Il la lâcha et s’écarta :
– Partez, mais je persiste à croire que vous avez tort de refuser une aide désintéressée.
– À qui ferez-vous croire ça ? fit-elle, soudain acerbe. Vous m’avez expliqué qu’il vous fallait l’opale à tout prix...
Aldo se sentit pâlir :
– Croyez ce que vous voulez ! fit-il en s’inclinant avec une froide courtoisie. Je pensais que vous me connaissiez mieux.
Il s’éloigna aussitôt et gagna la porte sans se retourner. Il ne vit donc pas que Lisa suivait des yeux sa haute silhouette élégante avec une moue mécontente et, dans le regard, quelque chose qui ressemblait à un regret. Lui se sentait blessé. La dernière phrase de Lisa l’irritait et le décevait. À défaut d’affection, il espérait, après deux ans de collaboration étroite, avoir au moins droit à son estime, peut-être à un peu d’amitié, mais elle venait de le remettre à sa place de commerçant, de le rejeter dans le monde des affaires où l’argent est le seul moteur. C’était un peu dommage !
Adalbert, lui, devint furieux quand son ami lui eut répété son entretien jusqu’à la dernière phrase. Sa belle humeur habituelle, déjà entamée par le fait qu’Aldo était allé seul au rendez-vous, acheva de voler en éclats :
– Ah, c’est comme ça ? rugit-il, sa mèche rebelle plus en bataille que jamais. Elle ne veut pas qu’on l’aide ? Alors, laissons tomber la chevalerie et les grands sentiments !
– Comment l’entends-tu ?
– Le plus simplement du monde. L’histoire de cette Elsa est affreusement triste. On pourrait en faire un roman mais nous avons, nous, d’autres chats à fouetter. Une mission à remplir. Nous savons où est l’opale du Grand Prêtre ?

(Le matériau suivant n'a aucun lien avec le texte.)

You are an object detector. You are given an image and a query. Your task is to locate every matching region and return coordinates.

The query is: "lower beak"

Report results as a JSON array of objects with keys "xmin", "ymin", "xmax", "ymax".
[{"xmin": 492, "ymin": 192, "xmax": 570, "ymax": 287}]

– Oui mais je ne vois pas de quelle manière nous pourrions nous la procurer, et je ne crois guère à la vague promesse de Lisa. Si sa protégée perd la tête je ne sais pas comment elle pourra la convaincre de nous vendre son cher trésor...
– Non, mais on pourrait peut-être amener Mlle Kledermann à nous prêter l’aigle de diamants pendant quelques jours.
– A quoi penses-tu ? A la faire copier : c’est à peu près impossible, il faudrait retrouver des diamants de la même taille, de la même qualité surtout, une opale identique... et un maître joaillier. Et tout ça en quelques jours ? Tu es fou.
– Pas tant que ça ! Dis-moi plutôt où l’on trouve les plus belles opales sur cette terre déshéritée ?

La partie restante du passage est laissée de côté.